Calculated hydraulic paths in the flow regions with a size of 15 × 15 m in gradient direction (from boundary 1 to 3) between 0 and 75° in 15° steps

In general, a root mean square (RMS) value smaller than 0.2 means a high fitting quality. Regarding the calculated k max, k min and α max values, the three hydraulic conductivity tensor components k 11, k 12 = k 21 and k 22 were determined as follows:

$$ {k}_{11}=\frac{1}{2}\left({k}_{\mathrm{max}}+{k}_{\mathrm{min}}\right)+\frac{1}{2}\left({k}_{\mathrm{max}}-{k}_{\mathrm{min}}\right)\cdot \cos \left(2{\alpha}_{\mathrm{max}}\right) $$
(8)
$$ {k}_{22}=\frac{1}{2}\left({k}_{\mathrm{max}}+{k}_{\mathrm{min}}\right)\hbox{-} \frac{1}{2}\left({k}_{\mathrm{max}}-{k}_{\mathrm{min}}\right)\cdot \cos \left(2{\alpha}_{\mathrm{max}}\right) $$
(9)
$$ {k}_{12}={k}_{21}=\frac{1}{2}\left({k}_{\mathrm{max}}-{k}_{\mathrm{min}}\right)\cdot \sin \left(2{\alpha}_{\mathrm{max}}\right) $$
(10)

where k max and k min are the two principal hydraulic conductivity components of the 2D conductivity tensor, α max is the angle between k max and the Y-axis counterclockwise, n is number of the rotations and k sim(α) is the calculated value on the ellipse in the gradient direction α.

For flow regions with each size in all directions, 25 simulations were carried out to achieve an acceptable convergence of the mean and standard deviation of the conductivity components. Figure 5a,b illustrates the permeability anisotropy for two domain sizes 5 × 5 m and 28 × 28 m, respectively. The red curves in these figures are the mean conductivity ellipse. As can be seen from Fig. 5a, there is a large difference between the adjusted conductivity ellipses of the fracture networks at the small scale (5 × 5 m) due to the widely varying fracture geometry and their hydraulic connections. However, as the scale was increased from 5 × 5 m to 28 × 28 m, the adjusted ellipses showed a very good match (see Fig. 5b).

Fig. 5
figure 5

Hydraulic conductivity ellipses from 25 simulations for a flow region with a size of a 5 × 5 m and b 28 × 28 m

Figure 6 illustrates the averaged values of hydraulic conductivity k(α) of 25 simulations with different model sizes and in different directions. As can be seen from Fig. 6, the conductivity values are scale-dependent so that they decrease with increasing domain size; however, they become more stable when the model size becomes larger.

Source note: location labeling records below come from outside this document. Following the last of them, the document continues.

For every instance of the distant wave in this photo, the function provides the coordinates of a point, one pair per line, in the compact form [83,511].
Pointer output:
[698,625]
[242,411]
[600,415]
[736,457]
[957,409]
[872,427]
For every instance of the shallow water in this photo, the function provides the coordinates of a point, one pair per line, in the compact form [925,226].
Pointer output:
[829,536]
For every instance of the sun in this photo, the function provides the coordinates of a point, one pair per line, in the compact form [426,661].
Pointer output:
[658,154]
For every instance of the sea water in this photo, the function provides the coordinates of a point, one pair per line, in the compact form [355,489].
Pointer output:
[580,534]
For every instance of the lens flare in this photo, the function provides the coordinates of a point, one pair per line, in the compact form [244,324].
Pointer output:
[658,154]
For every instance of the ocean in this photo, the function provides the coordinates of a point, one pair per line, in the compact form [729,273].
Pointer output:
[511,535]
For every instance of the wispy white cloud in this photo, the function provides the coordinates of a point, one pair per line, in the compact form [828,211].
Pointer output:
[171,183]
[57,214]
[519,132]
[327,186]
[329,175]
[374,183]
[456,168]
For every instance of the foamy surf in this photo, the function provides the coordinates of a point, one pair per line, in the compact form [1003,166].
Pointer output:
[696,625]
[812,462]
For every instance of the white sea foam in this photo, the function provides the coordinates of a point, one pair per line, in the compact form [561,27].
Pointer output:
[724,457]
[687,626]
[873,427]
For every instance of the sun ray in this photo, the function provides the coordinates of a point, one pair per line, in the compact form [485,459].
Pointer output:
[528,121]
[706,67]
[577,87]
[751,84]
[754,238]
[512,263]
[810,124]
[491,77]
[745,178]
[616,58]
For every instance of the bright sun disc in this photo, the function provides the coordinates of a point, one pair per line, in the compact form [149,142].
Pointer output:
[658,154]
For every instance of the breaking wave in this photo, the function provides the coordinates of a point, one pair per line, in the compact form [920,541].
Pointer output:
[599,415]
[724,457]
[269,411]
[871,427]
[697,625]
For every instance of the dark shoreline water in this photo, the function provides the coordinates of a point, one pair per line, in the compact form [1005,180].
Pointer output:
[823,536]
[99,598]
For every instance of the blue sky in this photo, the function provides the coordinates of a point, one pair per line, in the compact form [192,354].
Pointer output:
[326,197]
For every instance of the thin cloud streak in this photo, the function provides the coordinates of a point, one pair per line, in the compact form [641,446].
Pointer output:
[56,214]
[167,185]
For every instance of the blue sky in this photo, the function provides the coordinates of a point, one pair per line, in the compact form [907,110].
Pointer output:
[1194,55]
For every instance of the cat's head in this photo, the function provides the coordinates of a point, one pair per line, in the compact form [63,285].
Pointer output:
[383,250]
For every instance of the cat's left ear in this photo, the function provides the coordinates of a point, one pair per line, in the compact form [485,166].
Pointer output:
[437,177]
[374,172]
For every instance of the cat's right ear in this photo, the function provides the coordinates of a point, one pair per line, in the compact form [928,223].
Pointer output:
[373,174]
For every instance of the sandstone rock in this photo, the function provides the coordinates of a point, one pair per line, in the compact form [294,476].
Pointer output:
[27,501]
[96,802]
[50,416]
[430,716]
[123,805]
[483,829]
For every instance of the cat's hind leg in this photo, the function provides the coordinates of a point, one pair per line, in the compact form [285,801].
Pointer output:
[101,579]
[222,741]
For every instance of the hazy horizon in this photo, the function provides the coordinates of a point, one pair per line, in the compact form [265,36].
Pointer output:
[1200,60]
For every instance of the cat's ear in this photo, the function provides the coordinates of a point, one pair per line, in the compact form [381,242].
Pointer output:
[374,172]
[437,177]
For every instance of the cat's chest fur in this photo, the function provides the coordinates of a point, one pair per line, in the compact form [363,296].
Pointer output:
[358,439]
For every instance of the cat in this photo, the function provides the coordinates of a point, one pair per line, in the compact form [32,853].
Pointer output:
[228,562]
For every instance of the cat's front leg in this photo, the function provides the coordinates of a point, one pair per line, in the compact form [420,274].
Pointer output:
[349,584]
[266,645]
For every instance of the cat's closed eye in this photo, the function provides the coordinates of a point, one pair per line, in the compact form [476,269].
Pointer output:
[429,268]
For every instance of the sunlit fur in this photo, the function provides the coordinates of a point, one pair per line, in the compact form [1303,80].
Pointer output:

In this study, a sample standard deviation of the principal permeability components less than 5% of their sample averages was considered (Blum et al. 2005). Thereby, the REV size of the fracture system for rock permeability was determined as 28 × 28 m, which means that with respect to hydraulic behavior, continuum approximations could be used for a REV size larger or equal to this size (see Fig. 7). Finally, the averaged principal hydraulic conductivities k max and k min were determined as 3.49E-5 and 2.28E-5 m/s, respectively. The principle direction α max was equal to 139°. The other coefficients calculated from the hydraulic analysis of the DFNs in different sample size are summarized in Table 2.

Fig. 6
figure 6

Averaged k(α) values from the flow regions with different sizes and in different gradient directions in a polar coordinate system (unit: m/s)

Fig. 7
figure 7

Variation coefficient of the principal conductivity (k max and k min) in different sample sizes

Table 2 Summery of all results obtained from the hydraulic analyses of the DFNs in different sample sizes

Determination of REV size with regard to equivalent mechanical properties of fractured rock mass

The geometric distribution of fractures influences not only the hydraulic behavior of a rock mass but also its mechanical behavior. Because of the complex nature of fracture patterns and distributions, a comprehensive relation between fracture geometry and the overall mechanical characteristics of a fractured rock mass is difficult. Based on the damage mechanics theory, Kawamoto et al. (1988) suggested a method to express the geometry of a complicated fracture system in tonsorial form and to obtain a mechanically equivalent continuum. In the simplest isotropic case, the damage coefficient D is a scalar quantity defined as:

$$ D=\delta {S}_D/\delta S $$
(11)

where δS is the area of intersection of a plane of the rock and δS D is the area of the intersection or intersection of the same plane with cracks within δS. Value D varies between 0 (undamaged material) and 1 (fully damaged material). The effective stress σ eff is then calculated as:

$$ {\sigma}_{\mathrm{eff}}=\sigma /\left(1-D\right) $$
(12)

For a uniaxial compression, Young’s modulus E is defined by:

$$ {\sigma}_{\mathrm{eff}}=E\cdot \varepsilon $$
(13)

Based on the strain equivalence principle (Lemaitre 1971), Young’s modulus of a damaged rock is defined as follows:

$$ {E}_{\mathrm{d}}=E\cdot \left(1-D\right) $$
(14)

where E d and E are the Young’s modulus of damaged and undamaged material, respectively. The method of Kawamoto et al. (1988) has the following assumptions: (1) the fracture has a planar shape; (2) the mechanical behavior of fractures is elastic; (3) Fractures are persistent and there are no stress concentrations of fracture tips and intersections (Gutierrez and Youn 2015). Based on these assumptions, the damage tensor could be defined with the geometric information of the fracture in a rock mass as

$$ {D}_{ij}=\frac{l}{V\;}\sum \limits_{k=1}^N{a}^k\left({n}^k\otimes {n}^k\right) $$
(15)

where N is the number of the fractures, V is the volume of the rock mass, l is the average spacing between fractures, a k is the length of the kth fracture, n k is the unit vector normal to the kth fracture and ⊗ denotes the tensor product.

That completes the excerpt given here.